Check Out Our Garden

Our garden is doing nicely this year. I attribute it to couple of factors:

  • Over the past 4 years I have focused on the garden, adding peat moss, leaves, and horse manure to the soil to loosen it up. In these years, I’ve also figured out the ideal teak patio furniture that the garden needs.
  • This year I actually used restraint in planting peas and beans and staggered my plantings to enable harvesting over a longer season.
  • We have had timely thunderstorms giving water at needed times. This plus the abundance of horse manure compost have kept enough moisture for the plants.
  • I got a some volunteer plants from last year’s crops, namely pumpkins and cucumbers, that I didn’t plant this year but were desired by the family.

Let’s take a look. Starting on the far right is a row of 10 rhubarb plants leading into a row of asparagus which has gone to seed forming big green bushes. In the foreground are about 10 tomato plants. On the far left you can see the edge of a volunteer pumpkin. In the center back are carrots, beans and peas. In the far back is what’s left of a pickup truck load of horse manure which I have been using to compost between rows as they emerge.

This is pretty much the same scene from the other side with a row of carrots, 1/2 row of yellow wax beans and 1/2 row of spinach in the foreground; a row of late peas, and the tomatoes and pumpkin in the background.

I haven’t grown carrots before because they are so cheap to buy, but Eric wanted carrots and they are doing quite well. You can see there is a lot of horse manure between the rows.

The tomatoes are starting to show on the plants.

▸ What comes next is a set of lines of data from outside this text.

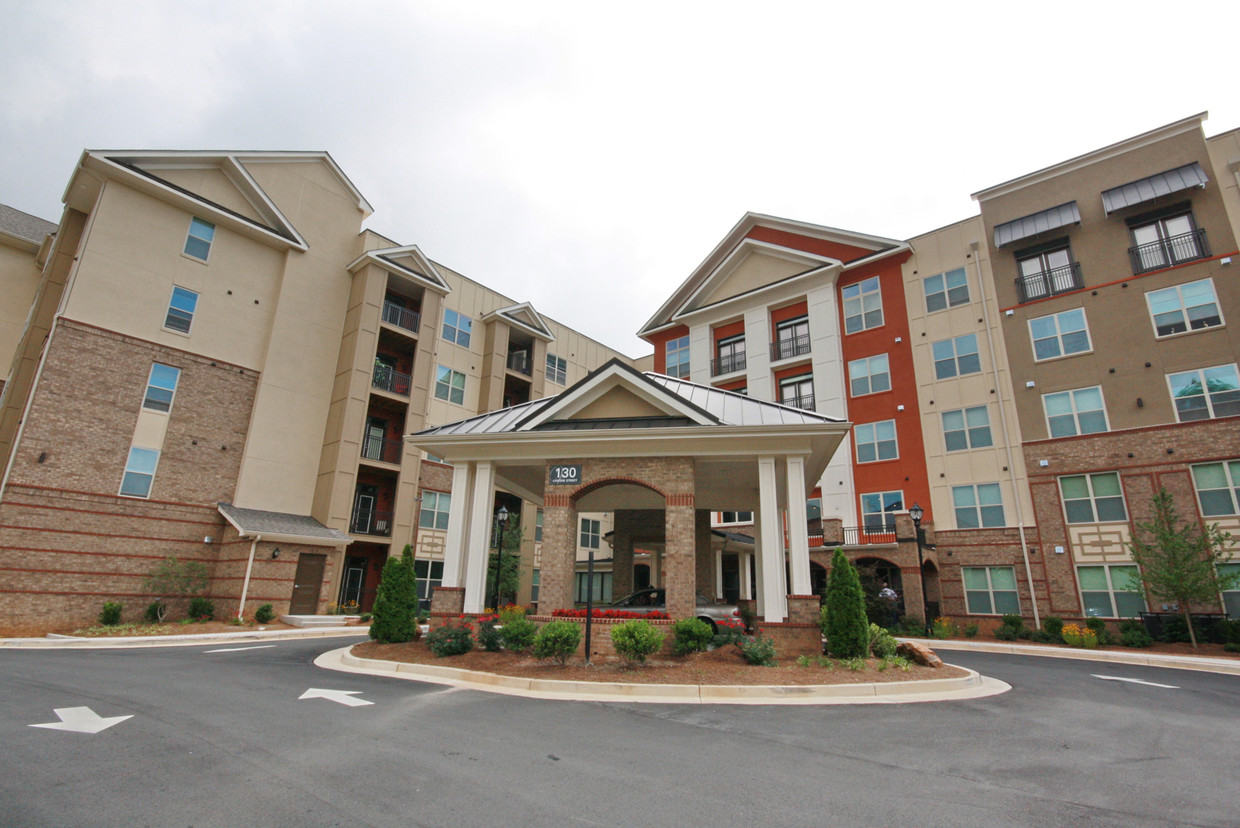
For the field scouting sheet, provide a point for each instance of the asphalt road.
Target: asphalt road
(222, 739)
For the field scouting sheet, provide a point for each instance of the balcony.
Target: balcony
(371, 522)
(727, 363)
(1169, 252)
(388, 378)
(792, 346)
(401, 316)
(1048, 283)
(381, 450)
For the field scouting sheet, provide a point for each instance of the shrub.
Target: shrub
(847, 626)
(453, 638)
(201, 609)
(396, 603)
(557, 640)
(691, 636)
(635, 640)
(881, 642)
(109, 615)
(758, 651)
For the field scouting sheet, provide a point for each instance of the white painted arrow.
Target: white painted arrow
(1135, 681)
(339, 697)
(81, 720)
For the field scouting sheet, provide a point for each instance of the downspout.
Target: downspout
(1003, 424)
(249, 567)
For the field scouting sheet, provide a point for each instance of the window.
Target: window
(1059, 335)
(557, 369)
(876, 441)
(730, 355)
(878, 511)
(966, 428)
(991, 590)
(977, 506)
(456, 327)
(1105, 594)
(956, 357)
(434, 510)
(1182, 308)
(180, 310)
(678, 357)
(797, 392)
(590, 533)
(1093, 498)
(869, 376)
(791, 339)
(197, 243)
(1218, 487)
(946, 290)
(602, 591)
(1075, 412)
(430, 574)
(139, 472)
(1205, 393)
(449, 384)
(1047, 270)
(1163, 242)
(863, 306)
(161, 387)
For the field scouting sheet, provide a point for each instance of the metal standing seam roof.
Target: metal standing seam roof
(1036, 223)
(1138, 192)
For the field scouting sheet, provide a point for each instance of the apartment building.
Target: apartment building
(215, 361)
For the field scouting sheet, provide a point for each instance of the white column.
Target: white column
(797, 528)
(458, 524)
(479, 548)
(771, 562)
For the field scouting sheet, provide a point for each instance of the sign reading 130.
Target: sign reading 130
(566, 475)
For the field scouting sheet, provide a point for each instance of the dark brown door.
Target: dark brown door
(306, 584)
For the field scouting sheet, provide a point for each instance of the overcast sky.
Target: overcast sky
(587, 156)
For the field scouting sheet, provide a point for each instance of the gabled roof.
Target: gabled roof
(526, 317)
(729, 252)
(408, 262)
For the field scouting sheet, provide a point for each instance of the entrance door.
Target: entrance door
(306, 584)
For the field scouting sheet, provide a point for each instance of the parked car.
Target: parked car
(655, 600)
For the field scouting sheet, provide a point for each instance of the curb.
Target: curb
(939, 689)
(1202, 663)
(120, 642)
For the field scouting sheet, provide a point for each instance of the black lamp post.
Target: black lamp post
(501, 518)
(916, 513)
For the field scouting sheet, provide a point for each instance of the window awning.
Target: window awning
(1138, 192)
(1048, 220)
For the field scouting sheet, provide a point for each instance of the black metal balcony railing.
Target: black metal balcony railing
(800, 400)
(378, 449)
(518, 361)
(371, 522)
(1048, 283)
(401, 316)
(727, 363)
(1172, 251)
(792, 346)
(387, 378)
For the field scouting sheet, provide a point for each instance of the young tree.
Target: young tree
(1179, 560)
(175, 578)
(396, 603)
(847, 626)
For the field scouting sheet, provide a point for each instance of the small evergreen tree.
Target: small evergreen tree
(396, 603)
(847, 626)
(1179, 560)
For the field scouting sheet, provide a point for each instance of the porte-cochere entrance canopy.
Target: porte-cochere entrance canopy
(621, 440)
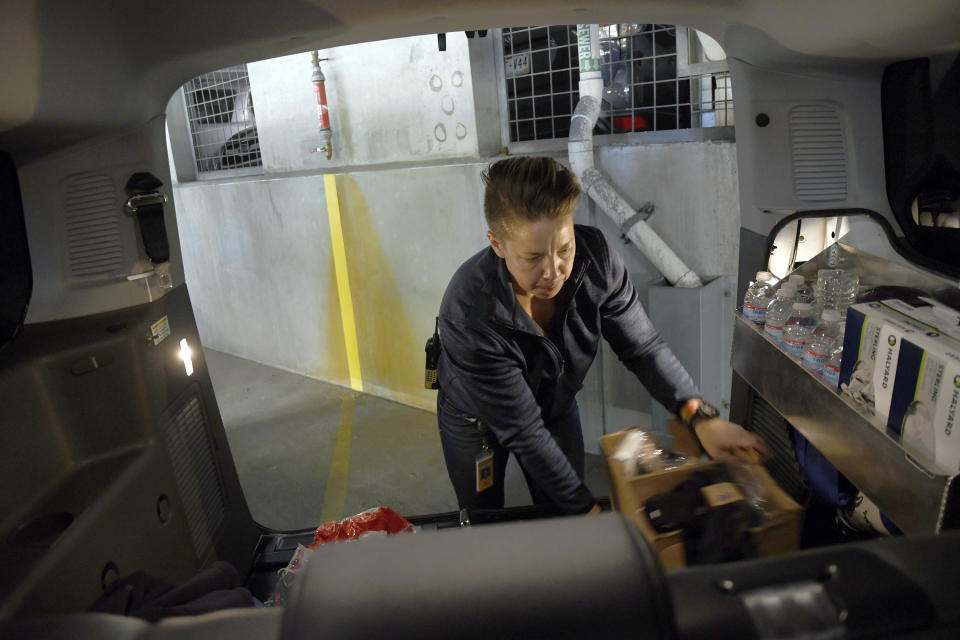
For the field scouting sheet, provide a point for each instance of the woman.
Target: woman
(520, 324)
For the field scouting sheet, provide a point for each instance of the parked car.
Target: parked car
(222, 120)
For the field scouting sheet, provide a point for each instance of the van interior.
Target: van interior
(115, 461)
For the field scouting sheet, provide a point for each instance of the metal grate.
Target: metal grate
(92, 227)
(223, 126)
(776, 433)
(194, 466)
(644, 88)
(818, 153)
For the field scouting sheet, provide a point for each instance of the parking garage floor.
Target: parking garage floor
(308, 451)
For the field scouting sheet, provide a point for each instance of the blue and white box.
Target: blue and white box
(871, 349)
(925, 406)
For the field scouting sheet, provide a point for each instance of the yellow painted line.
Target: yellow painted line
(343, 283)
(335, 495)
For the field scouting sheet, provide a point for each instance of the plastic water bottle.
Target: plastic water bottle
(758, 298)
(831, 366)
(836, 289)
(804, 292)
(817, 348)
(779, 311)
(799, 329)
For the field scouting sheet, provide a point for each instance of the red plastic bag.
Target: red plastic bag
(379, 519)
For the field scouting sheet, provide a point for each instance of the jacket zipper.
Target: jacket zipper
(550, 346)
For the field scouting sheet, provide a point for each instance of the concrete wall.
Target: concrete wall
(257, 251)
(392, 101)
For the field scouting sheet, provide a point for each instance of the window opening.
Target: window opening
(655, 77)
(220, 114)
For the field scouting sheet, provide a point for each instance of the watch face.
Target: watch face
(708, 410)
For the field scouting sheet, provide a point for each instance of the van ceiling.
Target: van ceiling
(73, 70)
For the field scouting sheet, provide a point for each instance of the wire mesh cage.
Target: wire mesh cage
(648, 81)
(223, 127)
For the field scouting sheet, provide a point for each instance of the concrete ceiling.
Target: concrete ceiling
(72, 70)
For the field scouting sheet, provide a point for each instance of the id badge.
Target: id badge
(484, 470)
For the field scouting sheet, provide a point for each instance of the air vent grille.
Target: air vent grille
(92, 227)
(195, 468)
(775, 431)
(818, 153)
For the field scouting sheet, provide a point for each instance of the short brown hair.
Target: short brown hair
(526, 189)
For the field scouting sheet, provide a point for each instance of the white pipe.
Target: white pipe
(595, 184)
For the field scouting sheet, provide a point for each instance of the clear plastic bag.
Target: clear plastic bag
(640, 452)
(372, 523)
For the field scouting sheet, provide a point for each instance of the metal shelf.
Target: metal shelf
(918, 500)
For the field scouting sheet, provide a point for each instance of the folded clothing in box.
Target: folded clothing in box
(713, 513)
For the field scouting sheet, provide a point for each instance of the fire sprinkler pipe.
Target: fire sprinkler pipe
(598, 186)
(323, 113)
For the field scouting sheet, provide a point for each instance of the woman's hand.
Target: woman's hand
(720, 439)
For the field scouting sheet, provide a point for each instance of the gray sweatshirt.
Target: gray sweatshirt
(498, 366)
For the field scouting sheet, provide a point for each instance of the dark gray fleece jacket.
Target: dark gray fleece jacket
(498, 366)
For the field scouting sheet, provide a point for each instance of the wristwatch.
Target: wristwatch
(704, 411)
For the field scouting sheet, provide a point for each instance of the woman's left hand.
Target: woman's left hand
(720, 439)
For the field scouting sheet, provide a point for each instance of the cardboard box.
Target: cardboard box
(925, 408)
(930, 312)
(780, 533)
(871, 348)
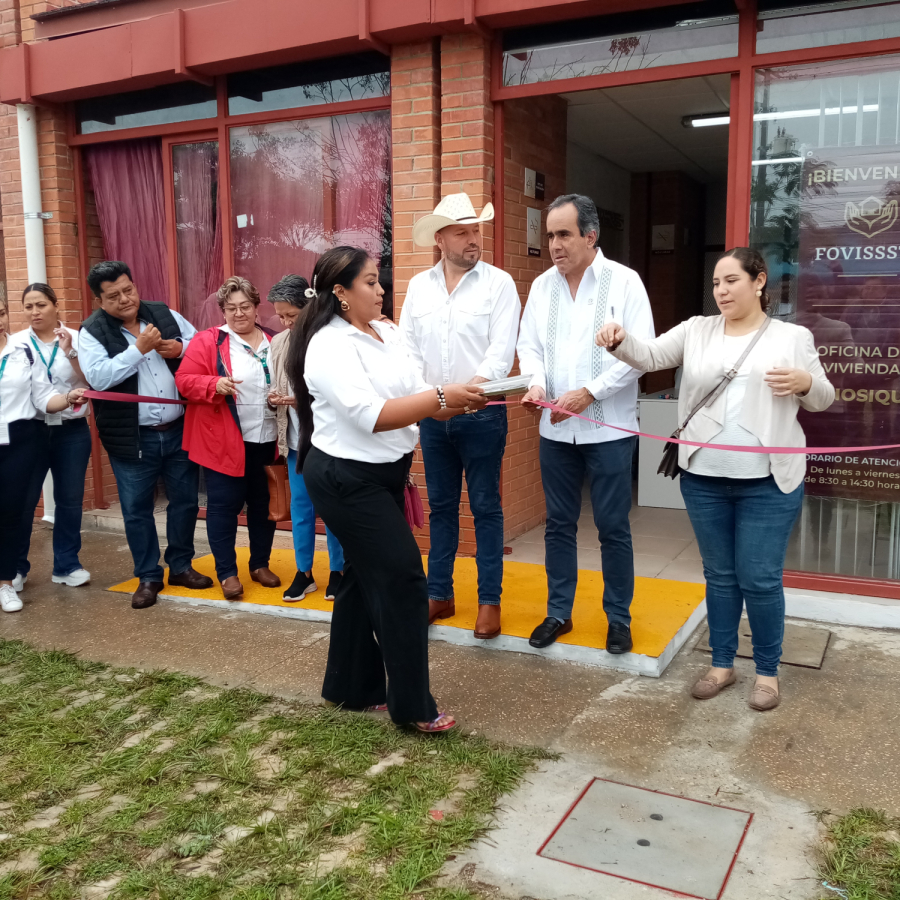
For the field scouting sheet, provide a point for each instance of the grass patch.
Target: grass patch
(130, 784)
(861, 855)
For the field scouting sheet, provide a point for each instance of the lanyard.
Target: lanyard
(261, 360)
(49, 365)
(3, 366)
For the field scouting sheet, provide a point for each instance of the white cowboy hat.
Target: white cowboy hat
(456, 209)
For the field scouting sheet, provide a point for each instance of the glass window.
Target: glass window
(301, 187)
(309, 84)
(182, 102)
(619, 43)
(793, 27)
(198, 231)
(824, 212)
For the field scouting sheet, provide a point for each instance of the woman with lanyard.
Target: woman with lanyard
(230, 430)
(66, 436)
(22, 394)
(359, 396)
(742, 505)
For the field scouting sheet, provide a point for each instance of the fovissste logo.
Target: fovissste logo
(870, 217)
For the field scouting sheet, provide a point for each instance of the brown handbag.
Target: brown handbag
(279, 491)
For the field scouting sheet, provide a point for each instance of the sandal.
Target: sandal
(441, 724)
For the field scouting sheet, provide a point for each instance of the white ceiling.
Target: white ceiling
(638, 127)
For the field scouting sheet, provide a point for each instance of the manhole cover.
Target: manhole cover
(654, 839)
(803, 645)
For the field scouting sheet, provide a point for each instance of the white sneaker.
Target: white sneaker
(9, 599)
(73, 579)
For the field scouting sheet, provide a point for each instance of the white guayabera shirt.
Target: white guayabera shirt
(557, 349)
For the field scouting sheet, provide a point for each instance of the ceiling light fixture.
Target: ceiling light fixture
(718, 119)
(776, 162)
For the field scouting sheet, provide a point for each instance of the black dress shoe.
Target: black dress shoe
(548, 631)
(618, 638)
(146, 593)
(192, 579)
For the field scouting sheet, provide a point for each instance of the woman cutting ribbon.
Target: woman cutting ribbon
(359, 396)
(230, 430)
(23, 393)
(65, 438)
(742, 505)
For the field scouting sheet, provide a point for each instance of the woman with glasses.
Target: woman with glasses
(230, 429)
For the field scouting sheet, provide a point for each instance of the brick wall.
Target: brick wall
(534, 138)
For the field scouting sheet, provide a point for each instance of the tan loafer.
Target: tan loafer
(706, 688)
(232, 588)
(440, 609)
(266, 577)
(763, 697)
(487, 625)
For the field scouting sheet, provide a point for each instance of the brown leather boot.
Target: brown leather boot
(440, 609)
(266, 577)
(232, 588)
(146, 593)
(487, 625)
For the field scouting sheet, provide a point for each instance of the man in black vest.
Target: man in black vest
(132, 346)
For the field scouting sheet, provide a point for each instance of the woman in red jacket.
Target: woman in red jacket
(230, 430)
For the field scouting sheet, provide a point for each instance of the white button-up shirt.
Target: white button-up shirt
(470, 332)
(258, 423)
(16, 385)
(104, 372)
(350, 376)
(556, 346)
(60, 378)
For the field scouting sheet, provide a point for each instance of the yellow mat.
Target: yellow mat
(659, 609)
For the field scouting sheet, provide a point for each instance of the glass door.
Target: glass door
(824, 212)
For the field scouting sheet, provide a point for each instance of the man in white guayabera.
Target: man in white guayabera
(556, 348)
(460, 320)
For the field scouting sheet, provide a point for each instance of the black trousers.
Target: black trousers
(18, 459)
(380, 623)
(225, 498)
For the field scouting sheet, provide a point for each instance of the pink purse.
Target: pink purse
(412, 504)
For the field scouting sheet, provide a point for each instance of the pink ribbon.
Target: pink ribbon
(130, 398)
(737, 449)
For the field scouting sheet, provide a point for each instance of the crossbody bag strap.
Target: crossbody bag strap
(716, 392)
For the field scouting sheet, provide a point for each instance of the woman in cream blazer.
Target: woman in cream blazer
(742, 506)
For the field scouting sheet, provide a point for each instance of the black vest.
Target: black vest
(117, 423)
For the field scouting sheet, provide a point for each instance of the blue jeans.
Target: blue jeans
(742, 528)
(161, 455)
(608, 468)
(67, 449)
(303, 524)
(473, 444)
(225, 498)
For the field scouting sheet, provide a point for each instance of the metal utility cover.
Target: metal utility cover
(655, 839)
(803, 645)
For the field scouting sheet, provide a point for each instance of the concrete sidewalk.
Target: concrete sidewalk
(831, 745)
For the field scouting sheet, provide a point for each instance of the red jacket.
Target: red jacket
(212, 431)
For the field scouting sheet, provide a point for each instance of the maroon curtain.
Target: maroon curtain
(127, 178)
(198, 229)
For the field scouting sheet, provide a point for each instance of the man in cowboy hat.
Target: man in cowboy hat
(460, 321)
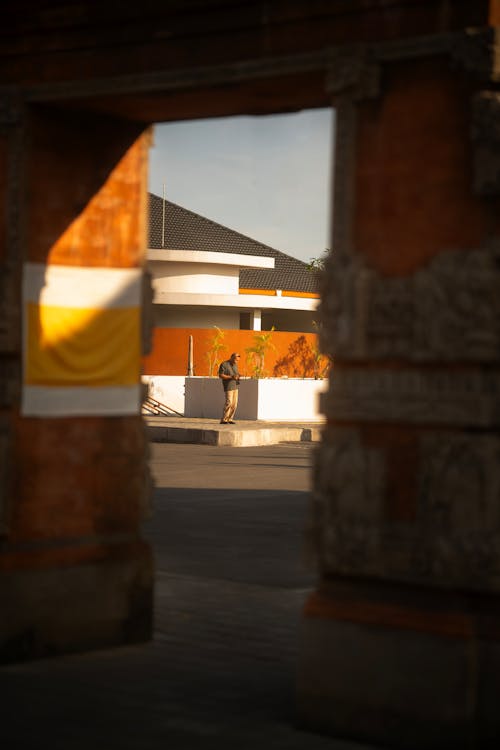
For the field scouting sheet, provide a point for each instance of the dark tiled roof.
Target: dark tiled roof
(186, 230)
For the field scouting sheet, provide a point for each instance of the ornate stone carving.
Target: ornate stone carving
(353, 72)
(447, 311)
(454, 540)
(468, 398)
(459, 510)
(477, 51)
(347, 505)
(486, 139)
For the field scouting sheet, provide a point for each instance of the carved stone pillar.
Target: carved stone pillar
(74, 570)
(401, 640)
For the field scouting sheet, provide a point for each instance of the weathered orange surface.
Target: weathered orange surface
(170, 350)
(414, 170)
(87, 193)
(77, 477)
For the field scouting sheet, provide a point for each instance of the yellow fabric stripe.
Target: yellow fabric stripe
(80, 346)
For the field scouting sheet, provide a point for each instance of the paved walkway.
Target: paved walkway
(219, 673)
(245, 433)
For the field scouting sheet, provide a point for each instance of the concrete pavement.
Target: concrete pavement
(163, 429)
(227, 534)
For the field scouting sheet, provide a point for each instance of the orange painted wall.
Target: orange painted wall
(292, 354)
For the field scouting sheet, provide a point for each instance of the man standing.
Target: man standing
(228, 373)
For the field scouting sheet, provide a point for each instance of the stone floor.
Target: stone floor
(219, 673)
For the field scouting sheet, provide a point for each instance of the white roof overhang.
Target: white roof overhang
(220, 259)
(243, 301)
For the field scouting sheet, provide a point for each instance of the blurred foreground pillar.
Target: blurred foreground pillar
(401, 640)
(74, 571)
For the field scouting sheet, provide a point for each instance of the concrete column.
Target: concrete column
(400, 641)
(256, 320)
(74, 570)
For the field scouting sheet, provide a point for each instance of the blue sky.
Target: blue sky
(266, 177)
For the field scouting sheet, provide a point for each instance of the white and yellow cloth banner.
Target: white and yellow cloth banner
(81, 340)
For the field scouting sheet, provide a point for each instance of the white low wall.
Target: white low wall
(272, 399)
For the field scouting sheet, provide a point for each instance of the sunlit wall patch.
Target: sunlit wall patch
(81, 340)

This picture shows our volunteer sunflower standing at the end of what used to be a row of peas. I planted three rows of peas in early April and we have been eating peas for about a month now. Eric and I would eat them out of the garden and throw the empty pods to the dogs, who relished them. The dogs made the short leap from being fed empty pods to picking pea pods themselves. Unfortunately when they picked the pods they usually yanked the whole plant out as well. Within a week they had destroyed the outside row of peas! So I replanted the row and I am hoping to get some early September peas.

My pea trellis consists of hog panel fence. It worked well for the shorter peas, but as you can see I have a row of peas that required 8′ poles. These peas had extremely long vines and folded over the top of the trellis.